Four Seasons of Winter

“This year’s felt like four seasons of winter . . . “

I was out running errands when I heard those song lyrics on the radio. The temperature outside was typical for mid-March in the Shenandoah Valley, upper 30’s along with 40 mph wind gusts. The next day was expected to be in the mid 60’s. Even though we’ve come to expect this roller-coaster weather, we always look forward to flipping the calendar to April. There are times though when it certainly feels like four seasons of winter!

But this post is not about the weather. In three days we will reach the one year milestone marking the beginning of Neil’s cancer journey.  Looking back at my calendar and recalling all that has transpired over the past 12 months, I marvel at how far we have come. It is truly by the grace of God that my husband not only survived the grueling chemotherapy and stem cell transplant, but is in remission.

Spring Thaw

Neil’s four seasons of winter are over, along with the lingering side effects of cancer treatment. Always cold, he shivered his way through January and February, and is ready to shed the extra layers of clothing and head out into the warm sunshine. Hickory Grove’s garden beds are waiting, and the chicken coop is ready for its first residents. It’s time to embrace life once again.

This journey has taught us both what is important in life, and we are different people than we were on March 25, 2022. On Saturday we will give gratitude and quietly celebrate our survival together through four endless seasons of winter. Neil’s only request is to enjoy two of his favorite pastimes — wandering through antique shops and spending time with family. I will gladly tag along!

Hindsight: A Spiritual Journey

If only I knew then what I know now.

Let’s be honest. Dawn’s New Day does not have a huge following. Most of the world had no idea that I stepped away from blogging for 11 months. Well, actually, it wasn’t truly an absence because my blog simply shifted to another platform that was shared with my husband, Neil. Turns out, he’s quite a writer himself!

I’m going to pause here while you take a moment and read my last two posts. They are both very short. Even if you have been following along the past year’s journey, please read both posts beginning with the November 15, 2021 post, followed by the January 1, 2022 post. (I’ve archived everything before Nov. 15, 2021 as I prepared to launch this updated site.)

Gipper and I will wait . . .

What Happened Next

Everyone fears the word ‘cancer’ because it is such a beast. It comes without warning, ravaging the body and devastating lives.

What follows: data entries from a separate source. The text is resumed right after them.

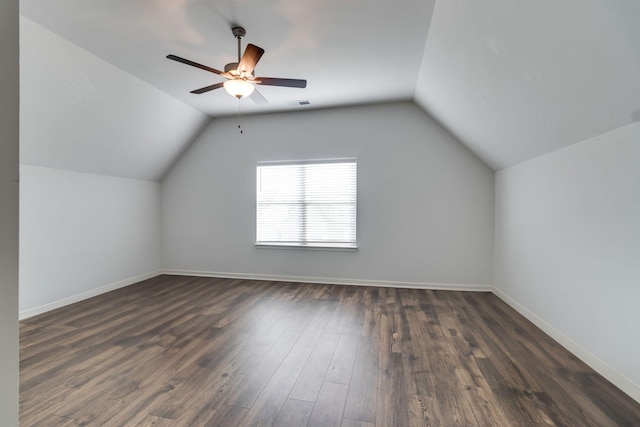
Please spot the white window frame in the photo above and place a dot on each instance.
(302, 243)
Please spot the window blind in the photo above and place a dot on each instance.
(307, 204)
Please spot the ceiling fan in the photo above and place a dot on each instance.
(240, 75)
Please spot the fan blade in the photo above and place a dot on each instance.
(257, 98)
(207, 88)
(194, 64)
(250, 58)
(271, 81)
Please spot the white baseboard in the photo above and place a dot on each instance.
(334, 281)
(86, 295)
(615, 377)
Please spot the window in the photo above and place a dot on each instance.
(307, 204)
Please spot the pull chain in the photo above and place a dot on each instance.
(240, 114)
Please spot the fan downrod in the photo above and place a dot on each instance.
(238, 32)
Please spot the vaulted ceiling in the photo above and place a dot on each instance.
(512, 79)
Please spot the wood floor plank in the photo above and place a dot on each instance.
(310, 381)
(294, 413)
(361, 400)
(194, 351)
(329, 407)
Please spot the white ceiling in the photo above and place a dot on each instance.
(350, 51)
(512, 79)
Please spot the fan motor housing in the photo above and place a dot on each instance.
(232, 66)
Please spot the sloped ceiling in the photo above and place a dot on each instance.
(512, 79)
(517, 79)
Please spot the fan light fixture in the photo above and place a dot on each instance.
(239, 88)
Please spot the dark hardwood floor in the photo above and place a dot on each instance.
(184, 351)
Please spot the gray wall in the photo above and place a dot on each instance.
(83, 234)
(568, 249)
(9, 107)
(425, 203)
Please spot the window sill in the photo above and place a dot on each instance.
(347, 247)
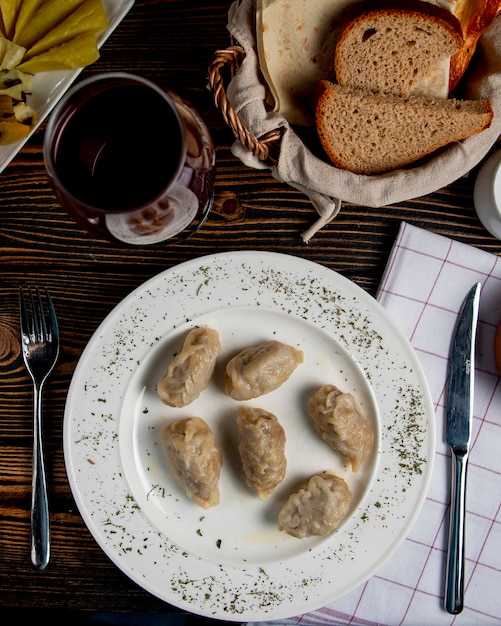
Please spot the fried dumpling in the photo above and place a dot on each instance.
(317, 508)
(190, 371)
(262, 449)
(194, 459)
(340, 423)
(260, 369)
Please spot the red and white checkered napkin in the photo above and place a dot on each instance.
(424, 285)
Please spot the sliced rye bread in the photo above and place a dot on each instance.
(392, 49)
(369, 133)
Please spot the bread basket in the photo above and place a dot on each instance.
(265, 140)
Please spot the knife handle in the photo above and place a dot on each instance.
(454, 585)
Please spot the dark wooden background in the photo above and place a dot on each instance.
(170, 42)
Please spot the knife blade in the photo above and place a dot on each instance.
(458, 433)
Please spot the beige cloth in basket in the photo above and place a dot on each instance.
(326, 185)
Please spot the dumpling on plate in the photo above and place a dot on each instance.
(341, 423)
(317, 508)
(194, 459)
(262, 449)
(190, 371)
(260, 369)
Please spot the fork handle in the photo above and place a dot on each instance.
(40, 526)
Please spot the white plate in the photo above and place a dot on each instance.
(230, 561)
(49, 87)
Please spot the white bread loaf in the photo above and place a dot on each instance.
(369, 133)
(392, 50)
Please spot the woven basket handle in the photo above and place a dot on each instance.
(266, 147)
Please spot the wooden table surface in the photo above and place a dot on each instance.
(172, 44)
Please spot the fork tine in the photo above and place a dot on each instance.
(25, 329)
(37, 315)
(54, 328)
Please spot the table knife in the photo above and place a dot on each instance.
(458, 431)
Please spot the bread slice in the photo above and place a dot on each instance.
(374, 133)
(392, 50)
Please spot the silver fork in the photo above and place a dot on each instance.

The future plans that I had shared openly here were dashed in an instant.

In the span of nearly 11 months between my New Year’s Day post and today, my husband journeyed to hell and back. There is no other way to describe it . During those endless months of chemotherapy, Neil had to continually remind himself that the goal was to kill the cancer, not the patient. He will tell you that there were days though when death seemed to be winning.

Overnight I became my husband’s nurse and full-time caregiver. I quickly learned that they are one in the same. With little to no training (and a scarce amount of sleep), my new life revolved around checking for fevers, dispensing medications, emptying sick bins and flushing catheters. I was also tasked with making transportation and housing arrangements for out-of-state cancer treatments.

Now that I have walked this lonely journey, I have the utmost respect for anyone who has stepped into this role of caregiver. It was not by choice, but there was no one else I would have entrusted Neil’s care. It was a grueling test of our wedding vow, “in sickness and in health”, a promise spoken 40 years ago.

God’s Steadfast Love

Hindsight is not only 20-20, but for us it is a literal flip from life before and after. Cancer did not win. Today we are both able to look back and say that we witnessed the hand of God at every turn. The Lord did not cause Neil’s suffering, but He clearly knew how to shelter us throughout the storm. Our faith was challenged, but we both learned not to question God’s timing or His plan. We will never forget God’s steadfast love and constant care, and will share it with others at every opportunity.

Thankfully, we are now on the other side and brighter days are ahead.